The idea of a fire detection satellite has been floated before, but until recently, detectors have been prohibitively expensive, and the difficulty of discriminating a small burning area from other bright hotspots, such as sunlight glinting off a mirror or windshield, made the likelihood of false alarms high. Today, computers are faster, detectors cheaper and more sensitive, and analysis software far more advanced, making false alarms much less likely, according to researchers.
“Simply put, we believe we have shown that this kind of rapid, sensitive fire detection of areas bigger than 10 feet on a side is probably feasible from space, and we have evidence that the false alarm rate will not be crazy,” said Pennypacker, who has designed sensitive satellite-borne detectors for 40 years. “Our work requires further testing, which we are eager to do.”
The approach is similar to what Pennypacker and colleague Saul Perlmutter used 20 years ago to search for exploding stars to study the expansion of the universe. In that case, they created an automated system to compare consecutive images of the night sky to look for new points of light that could be supernovas. Perlmutter, UC Berkeley professor of physics, shared the 2010 Nobel Prize in Physics for this work, which proved that the expansion of the universe is accelerating.
How it works
“In concept, this is a simple system: a telephoto camera, an infrared filter and a recording device. We are just looking for something bright compared to the surroundings or changing over time,” Kelly said. “Then, we do these rapid calculations to determine if one image is different from the next.”
Pennypacker and graduate student Marek K. Jakubowski developed a computer analysis technique, or algorithm, to detect these differences in space and time and to distinguish them from bright lights that might look like fires. This involves several billion calculations per second on images taken every few seconds, covering the entire West every few minutes. The new paper reports on tests of this algorithm using existing imagery from real fires, but the team hopes to get funding to test the system on a fire that is starting, such as a prescribed burn.
“The point is, satellites like Landsat and GOES provide great information after a fire starts; they can focus and monitor a fire by looking at smoke plumes, fire spread, hot spots at the edges, etc.,” Kelly said. “FUEGO is designed for early detection of smaller fires.

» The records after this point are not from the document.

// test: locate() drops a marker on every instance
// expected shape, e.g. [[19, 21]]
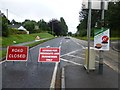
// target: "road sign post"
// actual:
[[17, 53], [49, 54], [88, 32]]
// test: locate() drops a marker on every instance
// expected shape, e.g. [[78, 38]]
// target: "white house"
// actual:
[[22, 28]]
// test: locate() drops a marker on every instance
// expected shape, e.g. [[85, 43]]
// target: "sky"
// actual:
[[43, 9]]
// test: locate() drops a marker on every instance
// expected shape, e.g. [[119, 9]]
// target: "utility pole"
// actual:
[[102, 27], [89, 32], [7, 13]]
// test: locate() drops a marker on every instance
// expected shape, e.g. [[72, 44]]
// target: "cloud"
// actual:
[[44, 9]]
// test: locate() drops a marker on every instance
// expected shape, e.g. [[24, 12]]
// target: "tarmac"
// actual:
[[77, 77]]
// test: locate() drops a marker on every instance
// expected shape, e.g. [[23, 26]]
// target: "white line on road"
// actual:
[[71, 62], [63, 79], [2, 61], [79, 44], [47, 46], [52, 85], [76, 56], [60, 43]]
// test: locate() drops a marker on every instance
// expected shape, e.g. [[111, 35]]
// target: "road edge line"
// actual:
[[52, 85], [63, 79]]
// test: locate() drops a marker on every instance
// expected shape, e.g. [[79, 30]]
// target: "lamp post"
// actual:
[[89, 32]]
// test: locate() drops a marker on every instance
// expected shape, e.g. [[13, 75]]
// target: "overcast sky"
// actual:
[[43, 9]]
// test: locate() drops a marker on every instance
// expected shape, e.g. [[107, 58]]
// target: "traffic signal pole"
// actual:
[[102, 26]]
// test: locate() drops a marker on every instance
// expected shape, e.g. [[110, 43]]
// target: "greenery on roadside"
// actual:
[[54, 26], [39, 42], [20, 38], [92, 38], [3, 52], [111, 21]]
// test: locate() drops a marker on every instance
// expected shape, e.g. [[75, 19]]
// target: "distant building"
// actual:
[[19, 27]]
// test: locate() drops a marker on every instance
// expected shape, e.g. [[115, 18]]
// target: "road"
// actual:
[[34, 75], [42, 75]]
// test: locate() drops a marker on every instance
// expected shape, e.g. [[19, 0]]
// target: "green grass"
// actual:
[[19, 38], [3, 53]]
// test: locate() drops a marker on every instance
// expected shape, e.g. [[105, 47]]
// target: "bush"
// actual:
[[13, 31]]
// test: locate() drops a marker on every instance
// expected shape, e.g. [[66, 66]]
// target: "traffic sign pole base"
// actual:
[[100, 68]]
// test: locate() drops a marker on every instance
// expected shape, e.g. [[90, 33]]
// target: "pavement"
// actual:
[[75, 76], [41, 75]]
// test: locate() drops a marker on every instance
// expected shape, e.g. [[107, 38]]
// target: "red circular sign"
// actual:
[[105, 38]]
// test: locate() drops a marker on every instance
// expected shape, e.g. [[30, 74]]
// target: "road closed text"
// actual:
[[49, 55], [17, 53]]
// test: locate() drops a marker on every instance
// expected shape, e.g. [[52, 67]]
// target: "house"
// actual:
[[19, 27], [22, 28]]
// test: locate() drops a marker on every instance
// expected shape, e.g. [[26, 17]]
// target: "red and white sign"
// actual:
[[17, 53], [49, 55]]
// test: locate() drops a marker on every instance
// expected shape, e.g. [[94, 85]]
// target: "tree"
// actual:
[[64, 27], [29, 25], [5, 30], [55, 26], [43, 25], [69, 33]]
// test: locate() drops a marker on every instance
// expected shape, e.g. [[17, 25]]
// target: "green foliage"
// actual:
[[43, 26], [69, 33], [5, 31], [13, 31], [29, 25], [19, 38], [57, 27], [112, 20], [64, 26]]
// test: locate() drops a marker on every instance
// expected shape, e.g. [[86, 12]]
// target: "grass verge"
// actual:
[[92, 38], [20, 38]]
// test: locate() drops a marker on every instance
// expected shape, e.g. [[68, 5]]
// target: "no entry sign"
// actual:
[[101, 39], [49, 55], [17, 53]]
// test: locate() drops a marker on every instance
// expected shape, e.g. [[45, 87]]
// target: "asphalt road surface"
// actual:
[[33, 74], [42, 75]]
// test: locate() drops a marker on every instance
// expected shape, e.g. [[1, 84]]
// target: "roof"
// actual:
[[15, 25]]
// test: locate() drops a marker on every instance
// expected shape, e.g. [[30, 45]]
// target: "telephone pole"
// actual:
[[89, 32], [102, 27]]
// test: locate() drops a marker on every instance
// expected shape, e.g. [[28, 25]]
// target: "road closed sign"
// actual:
[[17, 53], [101, 39], [49, 55]]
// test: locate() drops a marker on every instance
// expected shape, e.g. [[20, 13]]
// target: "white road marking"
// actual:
[[79, 44], [52, 85], [67, 41], [70, 53], [76, 56], [60, 43], [108, 64], [71, 62], [63, 78], [83, 54], [47, 46], [2, 61]]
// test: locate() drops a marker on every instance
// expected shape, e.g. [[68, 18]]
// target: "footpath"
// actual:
[[76, 77], [22, 44]]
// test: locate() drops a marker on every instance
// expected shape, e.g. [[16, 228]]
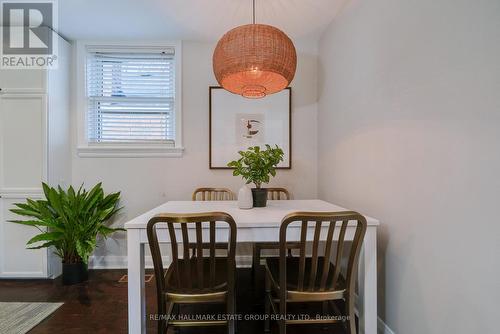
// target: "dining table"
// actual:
[[253, 225]]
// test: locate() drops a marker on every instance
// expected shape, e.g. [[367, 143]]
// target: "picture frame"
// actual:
[[236, 123]]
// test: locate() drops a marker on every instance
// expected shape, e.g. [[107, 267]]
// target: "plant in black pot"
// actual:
[[257, 166], [70, 222]]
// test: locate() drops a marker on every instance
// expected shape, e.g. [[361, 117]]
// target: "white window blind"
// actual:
[[131, 96]]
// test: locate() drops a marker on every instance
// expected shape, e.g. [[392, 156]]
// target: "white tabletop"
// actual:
[[269, 216]]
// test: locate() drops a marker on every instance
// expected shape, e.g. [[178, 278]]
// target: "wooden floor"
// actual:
[[100, 305]]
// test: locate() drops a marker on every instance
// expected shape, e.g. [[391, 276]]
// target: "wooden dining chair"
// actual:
[[307, 279], [197, 278], [213, 194], [258, 247]]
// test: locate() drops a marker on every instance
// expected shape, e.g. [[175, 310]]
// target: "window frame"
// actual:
[[125, 150]]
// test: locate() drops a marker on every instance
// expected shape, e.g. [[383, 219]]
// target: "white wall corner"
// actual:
[[383, 328]]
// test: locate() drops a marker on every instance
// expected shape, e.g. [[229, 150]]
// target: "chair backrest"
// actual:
[[277, 194], [179, 227], [213, 194], [316, 278]]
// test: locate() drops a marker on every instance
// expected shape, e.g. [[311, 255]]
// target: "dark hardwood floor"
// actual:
[[100, 305]]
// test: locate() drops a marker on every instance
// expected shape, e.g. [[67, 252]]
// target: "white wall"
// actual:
[[409, 132], [147, 182]]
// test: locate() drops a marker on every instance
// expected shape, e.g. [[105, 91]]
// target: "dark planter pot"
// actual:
[[259, 197], [74, 273]]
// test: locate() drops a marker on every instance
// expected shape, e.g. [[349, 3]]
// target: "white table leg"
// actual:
[[367, 302], [136, 287]]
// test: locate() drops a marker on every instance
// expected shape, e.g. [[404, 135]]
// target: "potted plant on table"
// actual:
[[257, 166], [70, 222]]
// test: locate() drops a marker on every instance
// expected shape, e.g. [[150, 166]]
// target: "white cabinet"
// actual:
[[34, 148]]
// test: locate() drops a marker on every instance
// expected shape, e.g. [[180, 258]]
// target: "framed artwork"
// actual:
[[237, 123]]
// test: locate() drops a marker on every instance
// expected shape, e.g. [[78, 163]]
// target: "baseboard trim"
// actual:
[[120, 262], [383, 328]]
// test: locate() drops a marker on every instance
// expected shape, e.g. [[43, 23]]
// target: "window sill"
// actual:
[[129, 151]]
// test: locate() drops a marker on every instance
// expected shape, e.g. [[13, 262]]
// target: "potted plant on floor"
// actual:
[[70, 222], [257, 166]]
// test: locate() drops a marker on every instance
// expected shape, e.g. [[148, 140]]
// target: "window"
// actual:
[[130, 100]]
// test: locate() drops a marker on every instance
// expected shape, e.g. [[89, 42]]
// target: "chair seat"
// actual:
[[184, 278], [292, 273]]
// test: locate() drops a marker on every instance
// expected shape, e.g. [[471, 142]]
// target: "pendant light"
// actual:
[[254, 60]]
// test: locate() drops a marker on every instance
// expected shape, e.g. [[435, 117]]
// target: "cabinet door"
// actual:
[[23, 146], [23, 81], [23, 143]]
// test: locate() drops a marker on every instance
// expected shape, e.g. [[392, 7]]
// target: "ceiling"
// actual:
[[204, 20]]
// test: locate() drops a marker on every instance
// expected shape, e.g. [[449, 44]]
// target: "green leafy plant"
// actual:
[[70, 221], [257, 165]]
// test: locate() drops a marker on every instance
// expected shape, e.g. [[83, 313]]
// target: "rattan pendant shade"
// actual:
[[254, 60]]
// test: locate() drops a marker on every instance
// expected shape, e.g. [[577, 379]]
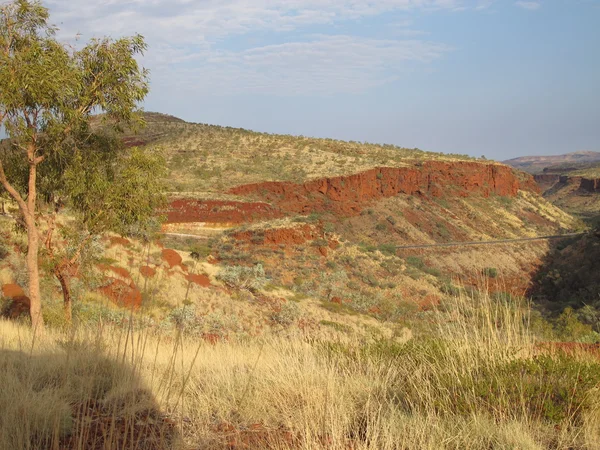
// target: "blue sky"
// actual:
[[500, 78]]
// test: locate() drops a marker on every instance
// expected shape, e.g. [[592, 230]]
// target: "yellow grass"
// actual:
[[289, 392]]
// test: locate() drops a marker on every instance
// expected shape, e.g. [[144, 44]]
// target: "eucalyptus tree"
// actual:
[[49, 92]]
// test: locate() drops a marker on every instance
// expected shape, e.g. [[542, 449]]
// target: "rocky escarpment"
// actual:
[[348, 195], [583, 184], [218, 211], [546, 180], [590, 184]]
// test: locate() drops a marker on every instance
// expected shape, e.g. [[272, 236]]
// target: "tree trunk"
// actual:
[[67, 300], [35, 309]]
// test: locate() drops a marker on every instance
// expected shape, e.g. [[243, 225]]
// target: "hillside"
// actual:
[[537, 164], [283, 297], [322, 219]]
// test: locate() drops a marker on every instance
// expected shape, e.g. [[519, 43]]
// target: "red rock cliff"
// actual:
[[349, 194]]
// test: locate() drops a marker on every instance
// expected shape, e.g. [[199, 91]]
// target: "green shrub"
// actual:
[[243, 277], [387, 249], [416, 262], [286, 314]]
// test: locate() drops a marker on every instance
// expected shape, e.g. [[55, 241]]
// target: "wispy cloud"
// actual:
[[325, 65], [190, 41], [530, 5]]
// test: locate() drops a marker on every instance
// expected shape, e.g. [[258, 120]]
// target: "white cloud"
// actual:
[[530, 5], [325, 65], [190, 41]]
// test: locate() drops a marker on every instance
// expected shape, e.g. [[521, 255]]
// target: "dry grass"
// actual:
[[208, 158], [303, 393]]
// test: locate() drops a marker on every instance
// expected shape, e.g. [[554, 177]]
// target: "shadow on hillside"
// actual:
[[569, 277], [77, 399]]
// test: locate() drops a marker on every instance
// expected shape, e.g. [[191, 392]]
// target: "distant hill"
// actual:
[[568, 162]]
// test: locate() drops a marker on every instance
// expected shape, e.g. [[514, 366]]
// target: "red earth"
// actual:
[[218, 211], [199, 279], [20, 302], [122, 294], [171, 257], [348, 195], [147, 271]]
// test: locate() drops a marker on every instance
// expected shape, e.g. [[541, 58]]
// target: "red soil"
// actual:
[[347, 195], [123, 273], [116, 240], [147, 271], [200, 280], [123, 294], [171, 257], [218, 211]]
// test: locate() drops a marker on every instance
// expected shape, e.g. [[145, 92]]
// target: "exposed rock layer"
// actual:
[[348, 195]]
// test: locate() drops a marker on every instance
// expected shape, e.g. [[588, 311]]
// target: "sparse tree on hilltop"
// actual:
[[55, 157]]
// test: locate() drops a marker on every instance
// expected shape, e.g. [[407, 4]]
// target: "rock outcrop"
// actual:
[[348, 195], [218, 211]]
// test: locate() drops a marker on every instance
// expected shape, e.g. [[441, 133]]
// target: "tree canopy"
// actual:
[[58, 154]]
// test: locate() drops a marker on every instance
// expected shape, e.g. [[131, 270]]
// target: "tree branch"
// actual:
[[13, 192]]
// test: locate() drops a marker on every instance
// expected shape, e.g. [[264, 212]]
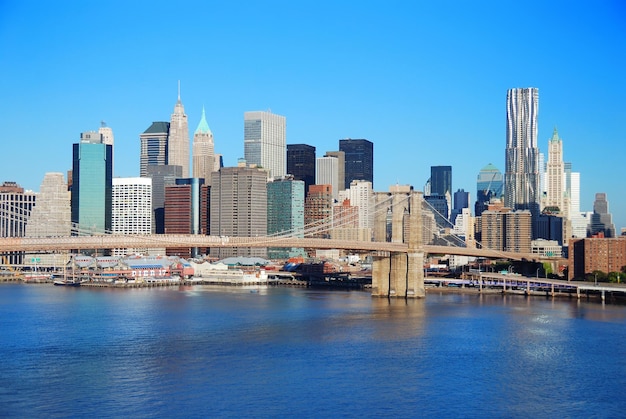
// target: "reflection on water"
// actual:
[[217, 351]]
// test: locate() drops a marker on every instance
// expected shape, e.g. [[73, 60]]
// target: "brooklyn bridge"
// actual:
[[397, 250]]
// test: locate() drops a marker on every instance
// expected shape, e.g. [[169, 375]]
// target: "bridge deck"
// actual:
[[112, 241]]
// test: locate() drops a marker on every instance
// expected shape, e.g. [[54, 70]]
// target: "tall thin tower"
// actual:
[[521, 178], [178, 143], [203, 151], [555, 175]]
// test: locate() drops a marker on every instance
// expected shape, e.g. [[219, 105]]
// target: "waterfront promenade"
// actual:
[[485, 283]]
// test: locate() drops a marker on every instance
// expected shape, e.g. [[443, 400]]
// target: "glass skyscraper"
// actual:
[[488, 185], [285, 214], [265, 142], [359, 160], [92, 184], [440, 180], [301, 163], [521, 178]]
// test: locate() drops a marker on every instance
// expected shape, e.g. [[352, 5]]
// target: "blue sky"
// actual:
[[426, 82]]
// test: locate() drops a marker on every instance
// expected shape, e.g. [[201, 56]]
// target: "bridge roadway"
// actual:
[[112, 241], [487, 279]]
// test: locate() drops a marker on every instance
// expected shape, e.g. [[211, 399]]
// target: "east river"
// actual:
[[234, 352]]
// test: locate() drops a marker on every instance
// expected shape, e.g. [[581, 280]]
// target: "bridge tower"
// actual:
[[399, 275]]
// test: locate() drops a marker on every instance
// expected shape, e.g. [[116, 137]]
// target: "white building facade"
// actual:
[[265, 142]]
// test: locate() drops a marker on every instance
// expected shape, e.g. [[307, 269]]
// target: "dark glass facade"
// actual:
[[441, 180], [301, 163], [359, 160], [92, 187]]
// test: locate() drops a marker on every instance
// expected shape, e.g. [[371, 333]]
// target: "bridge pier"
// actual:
[[400, 275]]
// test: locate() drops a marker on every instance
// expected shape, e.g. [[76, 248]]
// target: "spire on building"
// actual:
[[203, 126]]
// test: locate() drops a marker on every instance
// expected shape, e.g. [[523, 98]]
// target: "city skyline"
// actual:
[[426, 86]]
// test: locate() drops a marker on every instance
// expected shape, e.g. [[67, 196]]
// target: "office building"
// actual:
[[346, 223], [521, 177], [580, 224], [162, 176], [341, 169], [238, 208], [265, 142], [596, 254], [441, 180], [506, 230], [361, 195], [108, 138], [131, 209], [318, 211], [186, 212], [327, 173], [285, 214], [154, 148], [556, 181], [301, 163], [359, 155], [15, 209], [461, 201], [16, 206], [51, 216], [438, 205], [178, 140], [92, 184], [488, 186], [601, 220], [203, 151]]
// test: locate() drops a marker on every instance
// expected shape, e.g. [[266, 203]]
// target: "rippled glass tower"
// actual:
[[521, 178]]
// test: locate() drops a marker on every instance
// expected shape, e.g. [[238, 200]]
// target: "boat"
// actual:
[[222, 274], [67, 282], [35, 277]]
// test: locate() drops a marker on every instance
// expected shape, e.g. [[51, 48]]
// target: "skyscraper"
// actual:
[[440, 180], [285, 214], [318, 211], [555, 176], [521, 177], [341, 169], [301, 163], [238, 208], [359, 160], [488, 186], [327, 173], [265, 141], [203, 151], [154, 148], [178, 141], [601, 220], [461, 201], [15, 210], [51, 214], [186, 212], [131, 209], [92, 183]]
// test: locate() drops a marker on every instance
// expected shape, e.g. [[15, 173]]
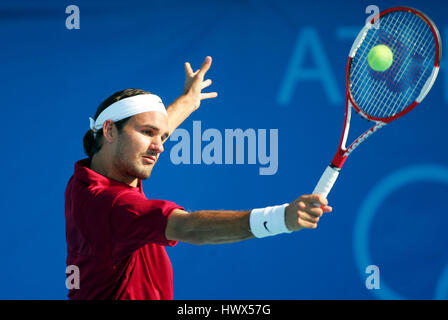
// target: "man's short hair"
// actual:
[[93, 143]]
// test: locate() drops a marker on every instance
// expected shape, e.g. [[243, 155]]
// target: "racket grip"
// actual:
[[326, 182]]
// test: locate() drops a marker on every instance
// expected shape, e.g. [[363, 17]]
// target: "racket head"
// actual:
[[416, 46]]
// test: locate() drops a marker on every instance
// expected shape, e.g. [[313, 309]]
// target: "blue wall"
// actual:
[[388, 204]]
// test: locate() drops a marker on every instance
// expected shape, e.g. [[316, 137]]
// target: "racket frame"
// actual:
[[331, 173]]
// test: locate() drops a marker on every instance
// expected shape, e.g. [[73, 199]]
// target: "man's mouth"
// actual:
[[149, 159]]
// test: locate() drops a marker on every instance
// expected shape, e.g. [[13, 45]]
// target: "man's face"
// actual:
[[139, 145]]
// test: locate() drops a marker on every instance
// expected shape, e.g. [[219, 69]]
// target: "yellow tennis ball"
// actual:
[[380, 58]]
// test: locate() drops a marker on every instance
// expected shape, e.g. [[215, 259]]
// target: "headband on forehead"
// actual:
[[128, 107]]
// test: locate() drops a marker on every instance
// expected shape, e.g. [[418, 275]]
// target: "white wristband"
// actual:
[[268, 221]]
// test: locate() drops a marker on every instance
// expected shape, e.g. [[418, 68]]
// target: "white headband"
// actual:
[[128, 107]]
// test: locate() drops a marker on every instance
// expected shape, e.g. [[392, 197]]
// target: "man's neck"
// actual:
[[106, 169]]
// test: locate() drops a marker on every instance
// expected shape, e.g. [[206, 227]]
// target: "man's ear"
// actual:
[[109, 131]]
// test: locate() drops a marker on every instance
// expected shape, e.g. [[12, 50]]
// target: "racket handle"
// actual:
[[326, 182]]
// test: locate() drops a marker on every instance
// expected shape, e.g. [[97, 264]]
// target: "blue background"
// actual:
[[389, 202]]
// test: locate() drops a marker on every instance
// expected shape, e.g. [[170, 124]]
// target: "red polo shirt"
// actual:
[[116, 237]]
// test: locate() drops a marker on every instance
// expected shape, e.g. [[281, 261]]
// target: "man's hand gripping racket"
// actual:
[[384, 96]]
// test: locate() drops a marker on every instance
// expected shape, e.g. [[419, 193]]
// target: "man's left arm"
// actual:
[[191, 98]]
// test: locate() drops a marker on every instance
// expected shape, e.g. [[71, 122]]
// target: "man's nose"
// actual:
[[157, 145]]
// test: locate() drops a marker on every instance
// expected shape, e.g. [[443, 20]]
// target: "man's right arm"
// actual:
[[214, 227]]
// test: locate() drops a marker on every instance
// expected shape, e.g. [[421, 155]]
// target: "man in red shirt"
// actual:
[[115, 235]]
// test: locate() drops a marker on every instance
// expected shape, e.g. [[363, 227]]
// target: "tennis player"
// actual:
[[115, 234]]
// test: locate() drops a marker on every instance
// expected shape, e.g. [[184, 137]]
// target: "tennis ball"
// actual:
[[380, 58]]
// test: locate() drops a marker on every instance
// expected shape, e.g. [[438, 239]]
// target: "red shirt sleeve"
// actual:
[[136, 220]]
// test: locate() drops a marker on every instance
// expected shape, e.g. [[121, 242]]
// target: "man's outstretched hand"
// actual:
[[195, 83], [303, 212]]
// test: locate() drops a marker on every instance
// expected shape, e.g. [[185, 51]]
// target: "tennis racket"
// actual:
[[383, 97]]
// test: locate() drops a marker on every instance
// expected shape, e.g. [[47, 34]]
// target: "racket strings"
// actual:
[[380, 85], [384, 94], [363, 69]]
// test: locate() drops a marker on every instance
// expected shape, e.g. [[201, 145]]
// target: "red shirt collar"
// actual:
[[87, 175]]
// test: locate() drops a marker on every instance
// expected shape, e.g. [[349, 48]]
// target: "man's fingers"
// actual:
[[209, 95], [308, 217], [205, 66], [188, 69], [306, 224], [314, 198], [206, 83]]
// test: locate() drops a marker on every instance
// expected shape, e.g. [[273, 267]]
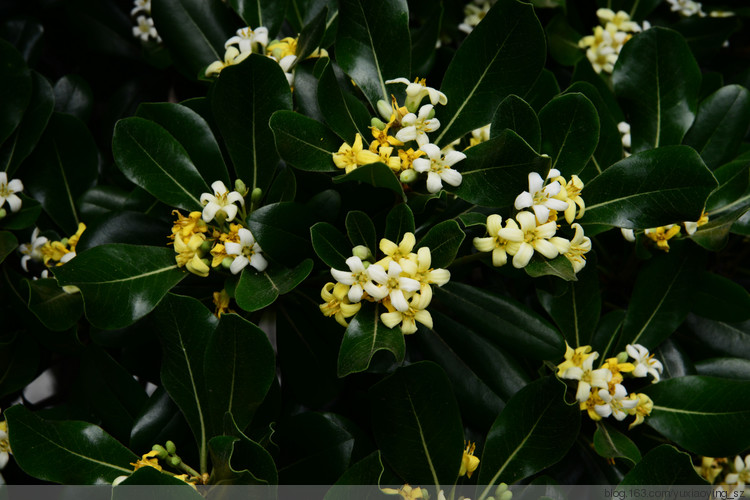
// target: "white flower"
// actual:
[[247, 251], [438, 167], [615, 404], [416, 127], [8, 192], [145, 28], [644, 362], [221, 201], [32, 250], [247, 38], [540, 198]]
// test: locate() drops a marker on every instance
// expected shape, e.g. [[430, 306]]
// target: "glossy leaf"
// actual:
[[715, 406], [535, 430], [570, 132], [502, 320], [243, 100], [515, 114], [257, 290], [120, 283], [366, 335], [303, 142], [650, 189], [496, 171], [417, 424], [193, 133], [66, 162], [372, 44], [90, 455], [152, 158], [503, 55], [658, 79]]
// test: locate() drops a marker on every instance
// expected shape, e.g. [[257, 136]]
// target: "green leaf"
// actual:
[[361, 230], [720, 125], [239, 367], [257, 290], [120, 283], [417, 425], [193, 133], [243, 100], [535, 430], [495, 171], [194, 31], [502, 320], [372, 44], [343, 112], [366, 335], [8, 243], [650, 189], [90, 455], [515, 114], [303, 142], [331, 246], [28, 132], [152, 158], [570, 132], [716, 406], [610, 443], [55, 308], [376, 175], [66, 162], [658, 79], [503, 55], [268, 13], [443, 239], [663, 465]]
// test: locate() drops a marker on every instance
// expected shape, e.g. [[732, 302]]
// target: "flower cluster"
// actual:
[[600, 391], [604, 46], [536, 231], [201, 234], [409, 151], [144, 28], [401, 281], [248, 41]]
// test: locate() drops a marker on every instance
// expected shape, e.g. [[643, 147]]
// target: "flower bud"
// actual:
[[408, 176]]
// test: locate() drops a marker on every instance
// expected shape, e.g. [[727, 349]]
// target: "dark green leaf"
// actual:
[[496, 171], [650, 189], [515, 114], [704, 415], [658, 78], [503, 55], [610, 443], [535, 430], [90, 455], [120, 283], [663, 465], [570, 132], [152, 158], [193, 133], [66, 164], [257, 290], [303, 142], [502, 320], [243, 100], [366, 335], [372, 44], [417, 424]]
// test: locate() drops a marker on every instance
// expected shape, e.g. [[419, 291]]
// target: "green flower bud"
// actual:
[[160, 449], [408, 176]]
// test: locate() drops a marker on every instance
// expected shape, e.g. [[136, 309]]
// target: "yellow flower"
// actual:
[[469, 462]]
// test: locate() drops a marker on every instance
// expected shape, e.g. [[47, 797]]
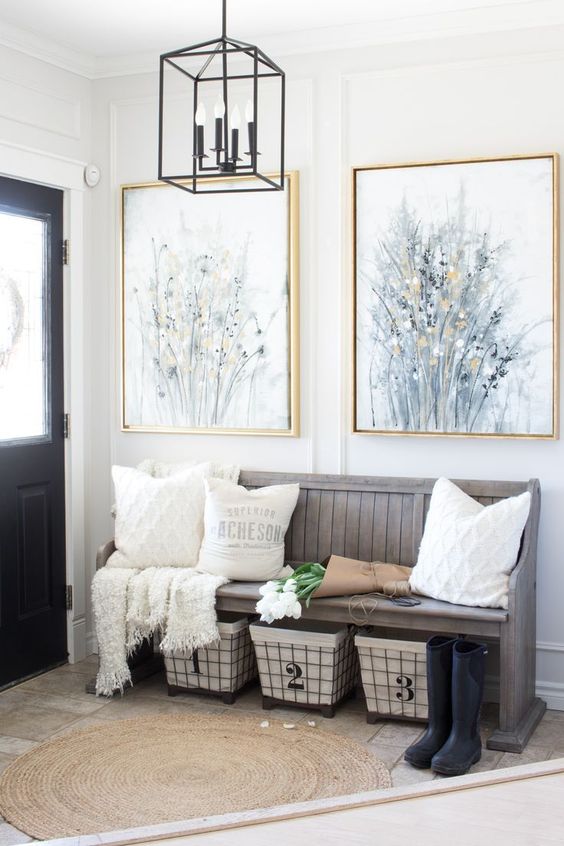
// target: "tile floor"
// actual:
[[56, 702]]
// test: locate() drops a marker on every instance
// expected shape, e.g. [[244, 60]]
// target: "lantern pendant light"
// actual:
[[229, 79]]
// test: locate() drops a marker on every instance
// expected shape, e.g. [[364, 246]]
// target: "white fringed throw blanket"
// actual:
[[130, 605]]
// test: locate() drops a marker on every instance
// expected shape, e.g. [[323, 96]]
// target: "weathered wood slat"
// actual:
[[249, 592], [375, 518], [366, 526], [339, 523], [418, 521], [297, 527], [311, 542], [383, 484], [352, 525], [406, 538], [393, 534], [325, 530], [379, 528]]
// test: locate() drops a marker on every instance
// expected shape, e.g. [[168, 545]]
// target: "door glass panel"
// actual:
[[23, 365]]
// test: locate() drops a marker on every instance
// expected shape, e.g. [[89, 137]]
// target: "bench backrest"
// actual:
[[366, 517]]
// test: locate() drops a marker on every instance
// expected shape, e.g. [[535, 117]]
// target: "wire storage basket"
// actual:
[[305, 663], [222, 670], [394, 677]]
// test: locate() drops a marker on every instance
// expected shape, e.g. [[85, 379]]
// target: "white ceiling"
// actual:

Right now, we lose a lot of time because fires are already big by the time we see them.”
The FUEGO design, for which UC Berkeley has filed a patent, was developed with funds from the Office of the Vice Chancellor for Research.
Other authors of the paper are Michael Lampton, a research physicist at the Space Sciences Laboratory; Robert Tripp, UC Berkeley professor emeritus of physics; and Christopher Schmidt of the Cooperative Institute for Meteorological Satellite Studies at the University of Wisconsin, Madison. Pennypacker, Lampton and Tripp are also members of the Physics Division of Lawrence Berkeley National Laboratory.